The Midlands Roots Explosion Vol Two - 5/5

Reggae Archive Records, sister label of Bristol Archive Records, never ceases to amaze us. Their 2015 released compilation “The Midlands Roots Explosion Volume One” was one of the jewels on the record label’s crown, and now there’s its excellent follow up, the eagerly awaited “Volume Two”, which is another bright glittering jewel on that crown.

This next “Midlands Roots Explosion” compilation starts off in exactly the same way as its predecessor, namely with a tune by Steel Pulse. This musical outfit from the Handsworth area of Birmingham, England, released their debut album “Handsworth Revolution” – one of the major landmarks in the evolution of British reggae – in 1978 and then became one of the most successful roots reggae bands. While their debut single from 1976, “Kibudu-Mansetta-Abuku”, was featured on “The Midlands Roots Explosion Volume One”, “Bun Dem”, originally released in 1977 on the Tempus label and in 1978 re-appearing on the flipside of Island Records’ “Ku Klux Klan” 7″ single, is included here. This roots killer, written by Basil Gabbidon and produced by the legendary Dennis Bovell, can be enjoyed to the fullest as this compilation features the 12″ version which incorporates the dub version. A great opener!!!

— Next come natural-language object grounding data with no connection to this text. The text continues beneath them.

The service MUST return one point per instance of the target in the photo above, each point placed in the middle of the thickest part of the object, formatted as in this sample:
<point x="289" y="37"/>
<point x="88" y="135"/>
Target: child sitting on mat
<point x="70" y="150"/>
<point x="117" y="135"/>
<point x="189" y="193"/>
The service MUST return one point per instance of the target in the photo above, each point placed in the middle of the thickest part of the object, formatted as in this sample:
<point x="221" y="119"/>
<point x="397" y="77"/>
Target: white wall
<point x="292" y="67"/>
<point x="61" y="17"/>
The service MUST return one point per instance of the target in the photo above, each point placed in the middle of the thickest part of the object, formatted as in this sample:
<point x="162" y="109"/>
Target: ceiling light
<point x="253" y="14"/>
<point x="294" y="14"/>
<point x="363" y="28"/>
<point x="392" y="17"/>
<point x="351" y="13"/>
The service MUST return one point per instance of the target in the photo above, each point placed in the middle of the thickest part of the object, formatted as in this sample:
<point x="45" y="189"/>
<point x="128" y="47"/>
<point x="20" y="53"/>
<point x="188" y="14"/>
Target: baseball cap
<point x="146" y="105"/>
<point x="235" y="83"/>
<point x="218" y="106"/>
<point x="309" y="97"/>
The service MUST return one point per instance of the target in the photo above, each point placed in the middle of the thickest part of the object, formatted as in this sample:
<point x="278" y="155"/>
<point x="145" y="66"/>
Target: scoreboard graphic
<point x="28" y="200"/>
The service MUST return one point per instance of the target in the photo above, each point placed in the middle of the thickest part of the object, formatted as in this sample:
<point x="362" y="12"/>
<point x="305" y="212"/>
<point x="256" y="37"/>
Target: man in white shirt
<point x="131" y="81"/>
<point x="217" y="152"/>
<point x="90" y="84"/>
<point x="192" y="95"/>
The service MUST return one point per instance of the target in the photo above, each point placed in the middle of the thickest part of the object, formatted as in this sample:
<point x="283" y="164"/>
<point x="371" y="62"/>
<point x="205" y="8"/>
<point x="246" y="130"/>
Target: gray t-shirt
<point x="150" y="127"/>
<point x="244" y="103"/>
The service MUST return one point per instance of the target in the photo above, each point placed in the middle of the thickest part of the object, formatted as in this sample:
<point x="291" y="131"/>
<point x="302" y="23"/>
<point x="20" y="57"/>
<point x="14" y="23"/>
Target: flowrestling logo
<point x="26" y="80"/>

“Volume One” contained some notable singles from artists such as Iganda, Musical Youth and Carnastoan. It’s a good thing and a real treat that the missing A and B sides from these singles are gathered on this compilation. First there’s Iganda’s excellent “Mark Of Slavery”, which was the A side of a 1979 single that featured “Slow Down” on its flipside. A real joy to listen to that big tune over and over again!! Also “Generals” from Musical Youth, which features the same line up as “Political” from “Volume One”, is a song that leaves a good impression. And then there’s also Carnastoan’s “Sweet Melody”, the A side of the band’s classic 12″ single from the early ’80s, an awesome effort with an insane dub part at the end.

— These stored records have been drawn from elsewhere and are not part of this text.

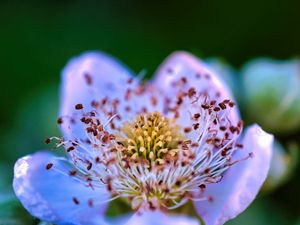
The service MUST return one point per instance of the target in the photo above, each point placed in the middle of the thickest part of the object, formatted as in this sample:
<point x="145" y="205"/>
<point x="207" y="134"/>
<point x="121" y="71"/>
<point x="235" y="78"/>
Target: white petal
<point x="197" y="74"/>
<point x="108" y="77"/>
<point x="159" y="218"/>
<point x="48" y="194"/>
<point x="241" y="183"/>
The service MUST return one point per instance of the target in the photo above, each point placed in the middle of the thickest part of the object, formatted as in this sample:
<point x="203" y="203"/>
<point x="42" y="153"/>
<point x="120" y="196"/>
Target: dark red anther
<point x="196" y="126"/>
<point x="89" y="166"/>
<point x="222" y="105"/>
<point x="78" y="106"/>
<point x="59" y="120"/>
<point x="222" y="128"/>
<point x="49" y="166"/>
<point x="187" y="129"/>
<point x="202" y="186"/>
<point x="184" y="80"/>
<point x="90" y="203"/>
<point x="88" y="79"/>
<point x="213" y="102"/>
<point x="205" y="106"/>
<point x="75" y="200"/>
<point x="71" y="148"/>
<point x="72" y="173"/>
<point x="196" y="116"/>
<point x="231" y="104"/>
<point x="47" y="141"/>
<point x="191" y="92"/>
<point x="216" y="109"/>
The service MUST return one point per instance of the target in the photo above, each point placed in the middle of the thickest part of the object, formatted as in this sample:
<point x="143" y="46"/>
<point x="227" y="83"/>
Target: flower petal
<point x="159" y="218"/>
<point x="90" y="76"/>
<point x="182" y="65"/>
<point x="101" y="84"/>
<point x="52" y="195"/>
<point x="241" y="183"/>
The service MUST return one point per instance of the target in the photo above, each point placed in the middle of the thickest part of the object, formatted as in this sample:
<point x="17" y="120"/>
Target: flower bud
<point x="272" y="92"/>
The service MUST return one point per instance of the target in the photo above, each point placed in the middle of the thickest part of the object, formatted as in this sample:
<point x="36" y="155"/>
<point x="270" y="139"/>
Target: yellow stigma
<point x="150" y="137"/>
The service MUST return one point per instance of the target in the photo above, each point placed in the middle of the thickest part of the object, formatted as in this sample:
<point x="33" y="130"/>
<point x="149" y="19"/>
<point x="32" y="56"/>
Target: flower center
<point x="150" y="138"/>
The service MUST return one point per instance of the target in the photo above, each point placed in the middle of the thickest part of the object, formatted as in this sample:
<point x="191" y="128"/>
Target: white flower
<point x="156" y="145"/>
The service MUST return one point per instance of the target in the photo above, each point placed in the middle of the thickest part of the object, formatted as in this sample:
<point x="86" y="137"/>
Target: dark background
<point x="38" y="37"/>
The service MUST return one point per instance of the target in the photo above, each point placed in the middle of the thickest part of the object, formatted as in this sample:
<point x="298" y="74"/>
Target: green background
<point x="38" y="37"/>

Appearing again on a compilation set from Reggae Archive Records are artists like Leicester’s Groundation, Handsworth’s Mystic Foundation, Sceptre, Wolverhampton’s Capital Letters, Eclipse and Black Symbol. Groundation’s previously unreleased “Rebel” was recorded a few years before their tune “Fa-Ward”, which can be found on “Volume One”. Mystic Foundation’s long lost “Cannot Take It Away” is a roots gem with great horns, while Capital Letters’ social commentary “Equalisation” is another lost slice of early ’80s roots. Key players in the Birmingham scene, Black Symbol, Sceptre and Eclipse, are present with songs taken from their previously released individual albums.

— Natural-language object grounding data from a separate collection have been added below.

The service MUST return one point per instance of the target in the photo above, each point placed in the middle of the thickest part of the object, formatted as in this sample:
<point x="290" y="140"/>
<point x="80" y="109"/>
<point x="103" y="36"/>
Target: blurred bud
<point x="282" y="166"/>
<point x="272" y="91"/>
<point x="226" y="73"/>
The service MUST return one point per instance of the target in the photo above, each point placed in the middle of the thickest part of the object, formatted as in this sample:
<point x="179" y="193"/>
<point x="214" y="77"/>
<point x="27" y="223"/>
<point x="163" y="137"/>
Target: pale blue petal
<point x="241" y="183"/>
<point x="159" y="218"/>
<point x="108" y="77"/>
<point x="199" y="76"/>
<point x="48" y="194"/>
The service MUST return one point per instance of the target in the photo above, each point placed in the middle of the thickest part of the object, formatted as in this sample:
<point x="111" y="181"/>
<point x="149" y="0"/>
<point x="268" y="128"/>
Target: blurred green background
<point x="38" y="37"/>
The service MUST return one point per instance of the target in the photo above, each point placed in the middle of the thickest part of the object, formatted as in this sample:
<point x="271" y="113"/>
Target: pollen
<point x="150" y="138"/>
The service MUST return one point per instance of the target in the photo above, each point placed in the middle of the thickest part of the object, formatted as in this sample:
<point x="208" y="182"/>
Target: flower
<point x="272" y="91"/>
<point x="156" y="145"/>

A few acts are new to the series. These include Natural Mystique, a roots reggae band that was based in south Birmingham in the ’80s, Bass Dance, the late Linton Haughton, Sledge Hammer and Afrikan Star. “Generals” is taken from Natural Mystique’s great 1982 roots 7″ single issued by Dune Records, which also had the killer “In This Time” on the B side. Former Steel Pulse guitarist/vocalist Basil Gabbidon formed a new group called Bass Dance, here present with the solid “Africans”. And then there’s Linton Haughton with a big song entitled “Hustling Man”. This scarce 12″ cut was released by Shield Records, with the tune credited to Linton & Haughton on the vinyl label. Our personal favourite track is Sledge Hammer’s “Ruled By The Stone”, a huge tune with top class vocals that instantly grabs your attention and causes real excitement. Originally released as 7″ single on the Crucial Music Inc. label, this tune still sounds fresh after all those years. A timeless effort!!! Also appearing for the first time is Afrikan Star, whose “Run And Hide”, originally issued in 1980 on Black Vinyl Records, rounds off this thoroughly entertaining album.

Just like “Volume One”, this is an absolute must have album!!!